I am a remnant of the Nahuatlacah oral tradition, a tonalpouhque mexica, a commoner from the lowlands (i.e. Mexico) from a time and place that no longer exists. At present my poetry has been reified as it has been published in the UK, US, India, Spain, Australia, Argentina, Germany and Venezuela. I have been exhibited in different venues with a work that’s titled: Transparencies in Time: Cuahpohualli embedded in ethnopoetic language poetry. I seek to expand on this work into a comprehensive exhibit in a gallery in 3D (i.e. three simultaneous exhibitions that expand into multiple levels of perception and/or dimensions).I was born in Celaya, Guanajuato, Mexico, where I spent my childhood in the small neighboring rural pueblo of Tarimoró and whence my family immigrated in 1988. My inspiration(s) include Netzahualcoyotl, Humberto Ak’abal, Ray A. Young Bear, and James Welch.
Rebecca McGee Tuck
Trapped at Sea (2020)
Steel, single use plastic bottles, beach sand
Millions of tons of plastics are found in the ocean. Unknown quantities of plastic bottles are "Dead in the Water" and break down into tiny toxic micro plastic particles, attracting birds and sea creatures who consume them. It takes over 400 years for a plastic water bottle to degrade, while leaching toxic chemicals into the water as they break down. Let’s not be "All At Sea" about our addiction to plastic! Plastic pollution, in our hands, on the side of the road, or on our beaches will find its way into our oceans. Why does this matter? The ocean is the largest ecosystem on Earth and it is the planet’s life support system. Making one single reusable swap can spare the environment hundreds of plastic bottles each year. Together we can all work towards a cleaner Ocean and "Stem the Tide" of the problems of plastic waste!

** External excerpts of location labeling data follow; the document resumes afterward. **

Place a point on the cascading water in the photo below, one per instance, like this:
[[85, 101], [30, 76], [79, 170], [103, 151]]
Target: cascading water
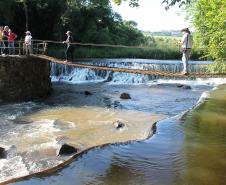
[[76, 75], [85, 120]]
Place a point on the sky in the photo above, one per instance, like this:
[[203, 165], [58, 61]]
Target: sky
[[152, 16]]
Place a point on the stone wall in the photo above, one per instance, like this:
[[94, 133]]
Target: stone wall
[[24, 78]]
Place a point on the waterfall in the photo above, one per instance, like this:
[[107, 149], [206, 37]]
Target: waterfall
[[80, 75]]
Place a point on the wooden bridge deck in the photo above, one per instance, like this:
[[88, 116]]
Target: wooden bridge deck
[[135, 71]]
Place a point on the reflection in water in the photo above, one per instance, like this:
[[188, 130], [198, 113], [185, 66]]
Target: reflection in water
[[205, 145], [179, 153]]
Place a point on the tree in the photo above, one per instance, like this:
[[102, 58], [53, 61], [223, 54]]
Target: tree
[[208, 18], [168, 3], [24, 2]]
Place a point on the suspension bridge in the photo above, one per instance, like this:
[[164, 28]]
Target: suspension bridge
[[40, 48]]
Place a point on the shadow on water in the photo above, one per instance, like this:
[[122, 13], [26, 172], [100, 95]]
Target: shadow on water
[[192, 152]]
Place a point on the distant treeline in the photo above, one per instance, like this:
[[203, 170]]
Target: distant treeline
[[91, 21]]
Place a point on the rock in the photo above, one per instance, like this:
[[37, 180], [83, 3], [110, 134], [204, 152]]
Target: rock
[[186, 87], [2, 153], [87, 93], [118, 125], [125, 96], [179, 85], [183, 86], [66, 149]]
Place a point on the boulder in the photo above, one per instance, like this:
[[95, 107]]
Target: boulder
[[125, 96], [119, 125], [66, 149], [2, 153], [87, 93]]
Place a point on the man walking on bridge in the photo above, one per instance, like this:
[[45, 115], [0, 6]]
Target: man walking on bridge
[[70, 48], [186, 45]]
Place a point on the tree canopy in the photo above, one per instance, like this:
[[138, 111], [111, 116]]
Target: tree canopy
[[89, 20], [168, 3], [208, 18]]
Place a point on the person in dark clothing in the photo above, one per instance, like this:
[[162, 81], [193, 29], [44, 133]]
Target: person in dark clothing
[[70, 48]]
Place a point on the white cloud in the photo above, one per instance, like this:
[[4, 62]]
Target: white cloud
[[152, 16]]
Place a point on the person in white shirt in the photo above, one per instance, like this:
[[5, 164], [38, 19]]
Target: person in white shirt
[[186, 45], [27, 42]]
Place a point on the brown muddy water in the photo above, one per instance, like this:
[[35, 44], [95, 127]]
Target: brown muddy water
[[190, 151]]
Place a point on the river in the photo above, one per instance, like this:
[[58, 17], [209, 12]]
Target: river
[[181, 151]]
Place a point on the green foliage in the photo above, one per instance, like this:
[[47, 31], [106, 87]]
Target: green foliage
[[209, 17], [168, 3]]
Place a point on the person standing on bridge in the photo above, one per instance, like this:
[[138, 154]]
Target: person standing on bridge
[[70, 49], [27, 42], [186, 45], [11, 37], [2, 45]]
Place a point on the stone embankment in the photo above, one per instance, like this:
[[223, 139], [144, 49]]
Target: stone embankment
[[24, 78]]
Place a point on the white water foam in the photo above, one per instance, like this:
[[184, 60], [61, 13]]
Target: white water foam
[[212, 82]]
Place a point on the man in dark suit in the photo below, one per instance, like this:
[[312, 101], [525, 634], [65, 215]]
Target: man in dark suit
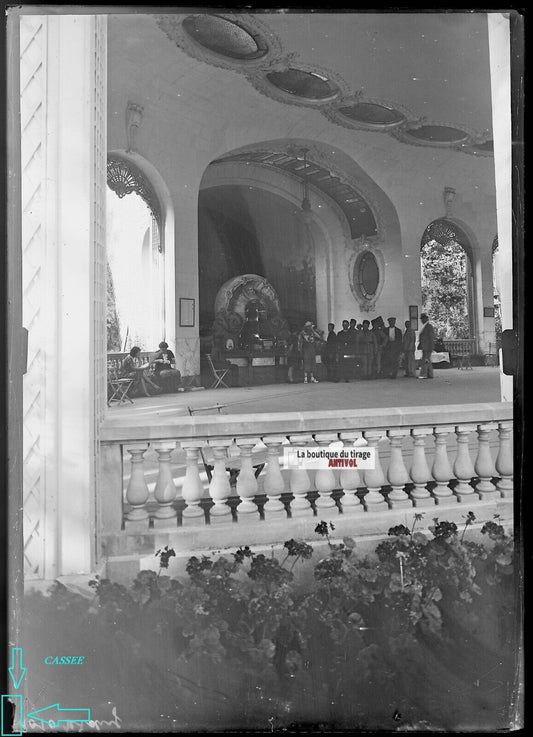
[[426, 343], [408, 347], [392, 349], [330, 353]]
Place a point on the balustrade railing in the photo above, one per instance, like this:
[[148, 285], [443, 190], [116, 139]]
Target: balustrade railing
[[423, 459]]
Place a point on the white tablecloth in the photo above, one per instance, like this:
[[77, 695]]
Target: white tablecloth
[[435, 357]]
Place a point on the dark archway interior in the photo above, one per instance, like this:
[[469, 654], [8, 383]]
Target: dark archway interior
[[248, 230]]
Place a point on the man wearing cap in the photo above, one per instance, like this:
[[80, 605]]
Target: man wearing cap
[[392, 349], [426, 343]]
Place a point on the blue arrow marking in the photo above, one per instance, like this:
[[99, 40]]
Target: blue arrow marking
[[16, 666], [56, 715]]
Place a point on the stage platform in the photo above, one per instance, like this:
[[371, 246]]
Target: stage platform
[[450, 386]]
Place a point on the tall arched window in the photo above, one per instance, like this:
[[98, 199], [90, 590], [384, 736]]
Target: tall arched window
[[135, 284], [447, 279]]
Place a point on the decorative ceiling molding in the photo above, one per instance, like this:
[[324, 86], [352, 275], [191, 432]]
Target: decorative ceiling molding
[[264, 85], [407, 134], [123, 177], [275, 58], [343, 191], [334, 113]]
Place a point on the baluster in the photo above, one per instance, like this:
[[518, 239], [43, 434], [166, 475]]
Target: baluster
[[273, 484], [300, 483], [325, 480], [484, 466], [192, 490], [219, 488], [442, 470], [374, 500], [137, 491], [165, 489], [350, 480], [504, 461], [397, 473], [420, 474], [246, 481], [463, 468]]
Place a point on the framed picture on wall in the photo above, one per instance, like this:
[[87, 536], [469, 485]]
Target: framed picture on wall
[[413, 316], [187, 305]]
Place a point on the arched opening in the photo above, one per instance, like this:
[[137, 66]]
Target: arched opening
[[249, 230], [135, 259], [447, 280]]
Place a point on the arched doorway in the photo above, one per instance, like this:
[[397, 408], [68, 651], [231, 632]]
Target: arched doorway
[[447, 280], [135, 259]]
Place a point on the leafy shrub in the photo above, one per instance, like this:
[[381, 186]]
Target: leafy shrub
[[238, 641]]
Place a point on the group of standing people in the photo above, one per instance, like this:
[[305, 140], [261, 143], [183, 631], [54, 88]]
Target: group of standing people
[[155, 375], [375, 352]]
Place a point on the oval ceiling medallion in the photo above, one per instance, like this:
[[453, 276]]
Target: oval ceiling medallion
[[366, 271], [486, 148], [224, 37], [438, 134], [308, 85], [370, 113]]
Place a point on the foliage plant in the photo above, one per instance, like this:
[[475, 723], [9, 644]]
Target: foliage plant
[[240, 639]]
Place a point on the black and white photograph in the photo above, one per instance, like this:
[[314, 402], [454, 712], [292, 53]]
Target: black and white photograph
[[236, 242]]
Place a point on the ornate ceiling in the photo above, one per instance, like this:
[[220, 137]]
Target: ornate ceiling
[[423, 78]]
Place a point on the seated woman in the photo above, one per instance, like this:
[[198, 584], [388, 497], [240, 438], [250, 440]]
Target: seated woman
[[141, 378], [165, 370]]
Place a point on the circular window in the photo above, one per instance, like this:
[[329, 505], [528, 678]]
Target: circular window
[[310, 85], [366, 275], [224, 37]]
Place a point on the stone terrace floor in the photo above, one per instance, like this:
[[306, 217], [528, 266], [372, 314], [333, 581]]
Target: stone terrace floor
[[450, 386]]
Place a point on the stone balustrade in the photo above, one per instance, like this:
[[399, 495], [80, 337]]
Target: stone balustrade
[[418, 465]]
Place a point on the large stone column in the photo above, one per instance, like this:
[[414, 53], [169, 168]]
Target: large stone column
[[500, 75], [67, 328]]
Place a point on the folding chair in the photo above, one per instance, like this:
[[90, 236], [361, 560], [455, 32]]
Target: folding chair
[[219, 374], [119, 387]]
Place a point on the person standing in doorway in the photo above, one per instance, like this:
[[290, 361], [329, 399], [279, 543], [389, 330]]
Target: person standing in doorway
[[309, 337], [293, 355], [426, 343], [367, 349], [408, 347], [345, 351], [330, 353], [392, 349]]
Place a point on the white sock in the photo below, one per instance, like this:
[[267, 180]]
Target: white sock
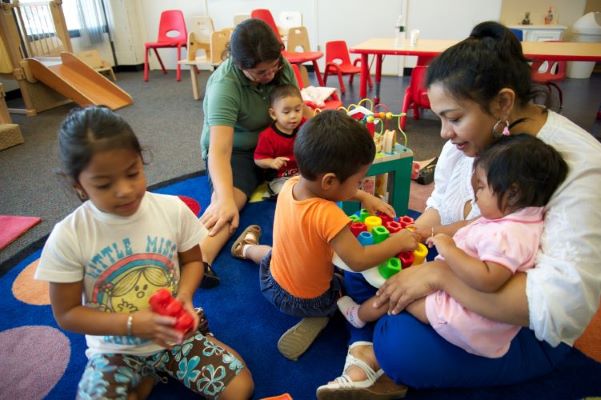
[[350, 311], [245, 249]]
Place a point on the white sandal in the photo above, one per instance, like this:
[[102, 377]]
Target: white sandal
[[344, 387]]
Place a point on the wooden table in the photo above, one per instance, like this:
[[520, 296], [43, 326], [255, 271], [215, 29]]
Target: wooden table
[[556, 51]]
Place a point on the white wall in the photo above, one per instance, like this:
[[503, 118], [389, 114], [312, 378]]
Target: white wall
[[351, 20]]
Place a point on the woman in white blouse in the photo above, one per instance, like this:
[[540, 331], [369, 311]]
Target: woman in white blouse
[[479, 88]]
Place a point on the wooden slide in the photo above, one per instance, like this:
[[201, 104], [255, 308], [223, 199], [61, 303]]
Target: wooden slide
[[74, 79]]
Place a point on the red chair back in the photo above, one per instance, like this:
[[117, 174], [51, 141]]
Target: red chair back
[[172, 27], [419, 92], [337, 52], [297, 74], [265, 15]]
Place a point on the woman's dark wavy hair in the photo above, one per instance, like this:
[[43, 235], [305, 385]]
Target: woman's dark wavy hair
[[522, 170], [478, 67], [252, 43], [87, 131]]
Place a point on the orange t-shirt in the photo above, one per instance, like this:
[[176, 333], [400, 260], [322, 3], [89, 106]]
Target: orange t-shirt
[[301, 259]]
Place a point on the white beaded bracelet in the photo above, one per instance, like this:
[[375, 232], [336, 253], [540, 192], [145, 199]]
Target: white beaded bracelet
[[130, 321]]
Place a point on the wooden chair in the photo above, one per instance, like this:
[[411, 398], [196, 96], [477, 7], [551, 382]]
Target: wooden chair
[[208, 60], [338, 61], [547, 73], [92, 58], [172, 34]]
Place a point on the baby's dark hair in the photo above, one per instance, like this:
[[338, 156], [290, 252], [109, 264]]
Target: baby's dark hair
[[478, 67], [252, 43], [283, 91], [87, 131], [333, 142], [522, 170]]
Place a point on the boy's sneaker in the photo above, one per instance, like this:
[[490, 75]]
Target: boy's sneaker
[[296, 340]]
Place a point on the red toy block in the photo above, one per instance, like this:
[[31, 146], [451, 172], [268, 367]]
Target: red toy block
[[393, 226], [162, 302], [405, 221], [384, 217]]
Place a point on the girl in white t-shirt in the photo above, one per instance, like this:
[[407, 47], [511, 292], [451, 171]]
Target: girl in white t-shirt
[[106, 259], [512, 180]]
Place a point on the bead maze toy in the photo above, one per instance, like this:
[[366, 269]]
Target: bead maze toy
[[373, 229], [162, 302]]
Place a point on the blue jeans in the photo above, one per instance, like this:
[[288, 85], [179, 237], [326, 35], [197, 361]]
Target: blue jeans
[[412, 353], [321, 306]]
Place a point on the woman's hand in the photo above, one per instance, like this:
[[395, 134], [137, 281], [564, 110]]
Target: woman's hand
[[409, 285], [441, 241], [279, 162], [219, 214], [156, 327]]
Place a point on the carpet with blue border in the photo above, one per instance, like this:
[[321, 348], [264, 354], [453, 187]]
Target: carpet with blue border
[[41, 361]]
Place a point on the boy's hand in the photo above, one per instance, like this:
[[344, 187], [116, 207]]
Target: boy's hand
[[279, 162], [156, 327], [407, 240]]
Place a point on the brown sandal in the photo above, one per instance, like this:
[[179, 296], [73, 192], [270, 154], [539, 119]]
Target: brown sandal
[[238, 246]]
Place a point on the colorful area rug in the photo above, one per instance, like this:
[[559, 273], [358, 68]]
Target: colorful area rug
[[13, 226], [39, 360]]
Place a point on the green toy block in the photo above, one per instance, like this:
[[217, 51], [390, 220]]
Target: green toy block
[[390, 267]]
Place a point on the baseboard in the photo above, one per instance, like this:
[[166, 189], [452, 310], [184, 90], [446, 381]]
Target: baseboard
[[129, 68]]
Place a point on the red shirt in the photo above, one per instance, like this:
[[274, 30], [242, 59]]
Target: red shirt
[[274, 143]]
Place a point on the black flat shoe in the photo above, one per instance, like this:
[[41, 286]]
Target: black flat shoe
[[210, 278]]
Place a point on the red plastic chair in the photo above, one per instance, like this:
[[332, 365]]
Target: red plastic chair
[[547, 73], [338, 61], [416, 94], [172, 33], [265, 15], [332, 103]]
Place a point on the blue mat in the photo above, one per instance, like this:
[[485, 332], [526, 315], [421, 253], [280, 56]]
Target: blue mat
[[240, 316]]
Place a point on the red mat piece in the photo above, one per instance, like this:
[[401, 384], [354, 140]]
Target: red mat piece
[[13, 226]]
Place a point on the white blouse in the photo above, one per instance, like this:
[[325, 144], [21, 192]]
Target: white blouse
[[564, 289]]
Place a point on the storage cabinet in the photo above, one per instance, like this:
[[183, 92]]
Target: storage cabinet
[[540, 33]]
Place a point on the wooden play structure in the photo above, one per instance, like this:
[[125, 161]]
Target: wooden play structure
[[36, 51]]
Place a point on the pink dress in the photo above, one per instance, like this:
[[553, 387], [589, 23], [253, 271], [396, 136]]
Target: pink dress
[[511, 241]]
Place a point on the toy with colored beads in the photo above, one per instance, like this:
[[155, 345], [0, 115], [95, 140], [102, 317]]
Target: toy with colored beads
[[373, 229], [377, 120]]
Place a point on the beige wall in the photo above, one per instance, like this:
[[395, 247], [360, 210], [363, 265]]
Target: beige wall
[[566, 12]]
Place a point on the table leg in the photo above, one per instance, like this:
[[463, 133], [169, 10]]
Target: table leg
[[318, 73], [378, 78], [364, 72]]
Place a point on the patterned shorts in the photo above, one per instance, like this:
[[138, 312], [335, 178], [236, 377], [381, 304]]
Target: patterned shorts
[[200, 364]]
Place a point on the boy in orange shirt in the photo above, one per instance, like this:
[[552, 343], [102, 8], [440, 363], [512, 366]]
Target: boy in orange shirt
[[333, 153]]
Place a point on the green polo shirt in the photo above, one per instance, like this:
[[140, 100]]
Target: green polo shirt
[[231, 99]]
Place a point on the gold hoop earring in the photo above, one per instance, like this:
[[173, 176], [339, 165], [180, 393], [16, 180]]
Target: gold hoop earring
[[504, 131]]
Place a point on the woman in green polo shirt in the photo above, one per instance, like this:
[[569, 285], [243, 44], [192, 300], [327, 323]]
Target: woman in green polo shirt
[[235, 108]]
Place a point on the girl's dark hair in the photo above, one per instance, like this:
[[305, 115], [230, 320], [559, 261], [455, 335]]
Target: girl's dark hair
[[478, 67], [333, 142], [87, 131], [283, 91], [252, 43], [522, 170]]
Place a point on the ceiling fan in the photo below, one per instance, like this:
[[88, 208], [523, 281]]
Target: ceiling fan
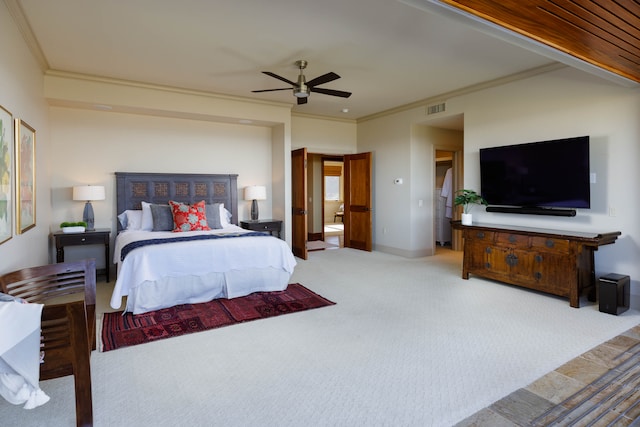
[[303, 88]]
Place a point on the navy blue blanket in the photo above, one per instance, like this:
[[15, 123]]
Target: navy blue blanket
[[140, 243]]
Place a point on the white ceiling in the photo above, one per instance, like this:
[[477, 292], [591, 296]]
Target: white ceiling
[[388, 53]]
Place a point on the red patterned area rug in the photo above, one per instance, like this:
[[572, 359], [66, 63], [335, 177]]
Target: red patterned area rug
[[120, 330]]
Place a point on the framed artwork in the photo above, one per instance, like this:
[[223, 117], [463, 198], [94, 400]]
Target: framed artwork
[[6, 175], [25, 176]]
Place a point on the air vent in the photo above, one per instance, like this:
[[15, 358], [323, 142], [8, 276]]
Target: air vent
[[436, 108]]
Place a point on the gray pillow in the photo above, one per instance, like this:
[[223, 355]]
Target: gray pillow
[[162, 218], [213, 216]]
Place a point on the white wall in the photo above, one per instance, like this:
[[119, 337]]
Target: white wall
[[89, 146], [21, 94], [323, 136], [559, 104], [562, 104]]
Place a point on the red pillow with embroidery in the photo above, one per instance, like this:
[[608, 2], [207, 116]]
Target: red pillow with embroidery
[[189, 217]]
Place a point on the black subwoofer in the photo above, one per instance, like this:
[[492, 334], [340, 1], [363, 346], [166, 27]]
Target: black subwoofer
[[613, 292]]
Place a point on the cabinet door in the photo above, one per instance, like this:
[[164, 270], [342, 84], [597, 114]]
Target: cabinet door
[[554, 273]]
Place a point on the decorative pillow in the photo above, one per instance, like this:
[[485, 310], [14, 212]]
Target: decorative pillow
[[122, 219], [162, 217], [189, 217], [132, 219], [147, 218], [213, 216]]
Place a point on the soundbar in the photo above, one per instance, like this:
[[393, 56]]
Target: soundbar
[[532, 211]]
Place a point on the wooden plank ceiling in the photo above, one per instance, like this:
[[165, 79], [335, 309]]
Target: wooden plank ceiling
[[605, 33]]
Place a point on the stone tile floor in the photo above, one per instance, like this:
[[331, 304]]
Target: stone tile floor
[[599, 388]]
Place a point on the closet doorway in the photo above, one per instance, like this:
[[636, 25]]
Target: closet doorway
[[444, 194]]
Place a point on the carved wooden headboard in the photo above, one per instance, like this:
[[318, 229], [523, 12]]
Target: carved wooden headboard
[[132, 188]]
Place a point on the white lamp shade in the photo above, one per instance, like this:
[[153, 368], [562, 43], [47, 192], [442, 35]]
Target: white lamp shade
[[88, 192], [255, 192]]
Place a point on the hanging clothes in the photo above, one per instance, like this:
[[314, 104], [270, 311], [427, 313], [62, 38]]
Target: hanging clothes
[[447, 192]]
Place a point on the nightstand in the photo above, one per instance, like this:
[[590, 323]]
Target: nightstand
[[270, 225], [98, 236]]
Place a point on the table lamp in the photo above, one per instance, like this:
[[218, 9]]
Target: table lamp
[[255, 193], [88, 193]]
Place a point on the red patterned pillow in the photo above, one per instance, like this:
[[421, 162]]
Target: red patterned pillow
[[189, 217]]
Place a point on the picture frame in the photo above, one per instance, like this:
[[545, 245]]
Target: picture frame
[[25, 154], [6, 174]]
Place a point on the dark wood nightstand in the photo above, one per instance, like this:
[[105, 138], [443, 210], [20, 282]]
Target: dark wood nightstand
[[99, 236], [270, 225]]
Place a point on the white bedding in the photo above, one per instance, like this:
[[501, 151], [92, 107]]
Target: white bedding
[[163, 275]]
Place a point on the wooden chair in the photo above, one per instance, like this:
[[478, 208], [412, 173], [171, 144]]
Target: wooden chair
[[68, 328]]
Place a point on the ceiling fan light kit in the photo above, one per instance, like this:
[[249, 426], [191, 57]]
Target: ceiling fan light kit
[[302, 89]]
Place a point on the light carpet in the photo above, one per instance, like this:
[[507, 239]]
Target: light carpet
[[409, 344]]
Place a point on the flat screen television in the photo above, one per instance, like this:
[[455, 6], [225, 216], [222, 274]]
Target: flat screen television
[[537, 176]]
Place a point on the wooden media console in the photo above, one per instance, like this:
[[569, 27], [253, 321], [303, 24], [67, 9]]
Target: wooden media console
[[554, 261]]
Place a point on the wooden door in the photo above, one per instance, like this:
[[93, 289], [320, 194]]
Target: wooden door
[[299, 202], [358, 201]]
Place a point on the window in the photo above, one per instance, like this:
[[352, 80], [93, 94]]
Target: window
[[332, 188]]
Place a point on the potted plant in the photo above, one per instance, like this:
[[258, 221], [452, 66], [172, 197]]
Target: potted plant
[[468, 198], [73, 227]]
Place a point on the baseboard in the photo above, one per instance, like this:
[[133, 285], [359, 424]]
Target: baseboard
[[403, 252]]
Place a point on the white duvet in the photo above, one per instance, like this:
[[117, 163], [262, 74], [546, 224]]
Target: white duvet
[[163, 275]]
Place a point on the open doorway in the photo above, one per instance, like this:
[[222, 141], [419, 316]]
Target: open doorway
[[325, 189], [333, 201], [444, 195]]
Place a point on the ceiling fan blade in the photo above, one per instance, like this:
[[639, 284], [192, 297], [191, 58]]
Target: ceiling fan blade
[[271, 90], [325, 78], [275, 76], [332, 92]]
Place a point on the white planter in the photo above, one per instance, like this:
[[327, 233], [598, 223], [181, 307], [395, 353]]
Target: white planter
[[73, 229]]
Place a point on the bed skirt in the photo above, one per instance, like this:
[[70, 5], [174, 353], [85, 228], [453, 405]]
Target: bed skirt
[[170, 291]]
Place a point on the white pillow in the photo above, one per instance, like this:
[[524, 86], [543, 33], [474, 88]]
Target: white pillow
[[147, 217], [225, 216]]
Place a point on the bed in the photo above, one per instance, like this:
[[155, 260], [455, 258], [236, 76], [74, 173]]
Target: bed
[[158, 268]]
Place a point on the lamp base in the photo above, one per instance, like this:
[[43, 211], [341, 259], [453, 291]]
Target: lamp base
[[254, 210], [87, 216]]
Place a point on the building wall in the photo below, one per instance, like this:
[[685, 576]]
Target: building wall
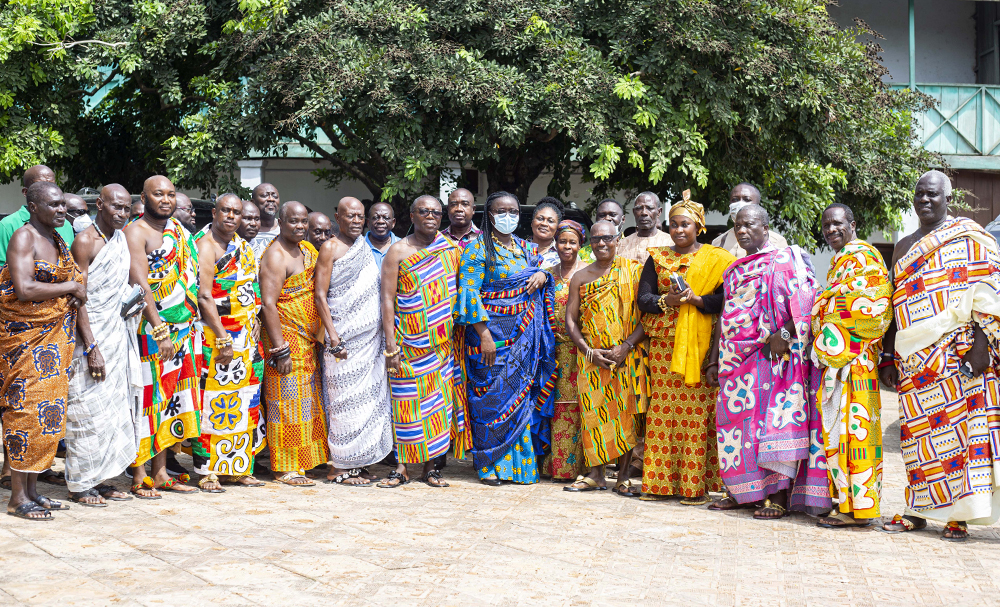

Rebecca McGee Tuck is a fiber artist, a sculptor and a collector of lost objects. Her work is a visual narrative of what she accumulates from a throw away society and as a result she gives new life to what others discard. Tuck has shown her work in multiple juried shows throughout New England including Boston Sculptors Gallery, the Fitchburg Art Museum and the P.E.G. Center for Art and Activism and has been featured in Artscope and Juniper Rag Magazines. She recently won the Present Tense Award from ArtsWorcester which recognizes an artist whose work exemplifies new practices, artistic risk-taking, and excellence in execution. Tuck works among her menagerie of debris from her studio at the Mill Contemporary Art Studios in Framingham.